Friends who have been around Washington longer than I point out that, ever since No Child Left Behind, we have gotten away from the essentials of learning and focused instead on high stakes tests. We used to give high stakes tests just three times -- in fourth, eighth and 12th grades -- but now, because of NCLB, schools are required give them every year. In my basketball analogy, that's like sending teams out to play in tournaments all the time, without giving them time to get game-ready.

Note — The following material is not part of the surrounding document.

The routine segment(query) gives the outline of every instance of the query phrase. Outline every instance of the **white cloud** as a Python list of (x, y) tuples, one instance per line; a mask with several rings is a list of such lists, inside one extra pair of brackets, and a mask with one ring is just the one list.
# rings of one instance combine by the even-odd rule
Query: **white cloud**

Want an example? Take Connecticut, which had invested a fair amount of money to develop some pretty good (largely non-bubble) tests that were going to be given every other year, until the previous administration made it stop, effectively saying, "Test every year or lose your federal dollars." Connecticut fought back but lost the battle. Washington forced it to throw out its much better tests and replace them with cheap, off-the-shelf bubble tests.
And so, from now on, our policy will be to encourage more of the basketball equivalent of practicing the elements of excellence. I urge teachers to translate 'rebounding, passing, defending, foul shots, three pointers, et cetera' into their academic counterparts in their particular subjects, and concentrate their efforts there. When a coach does that, winning takes care of itself. If we do that in our classrooms, winning -- doing well on accepted measures -- will also take care of itself.
The Department will do its part by granting waivers from some of No Child Left Behind's rules, to states that apply and qualify. But it's up to ordinary Americans to get involved, to help figure out what we want for our children.
Now -- what do you want to hear from Arne Duncan? Seriously!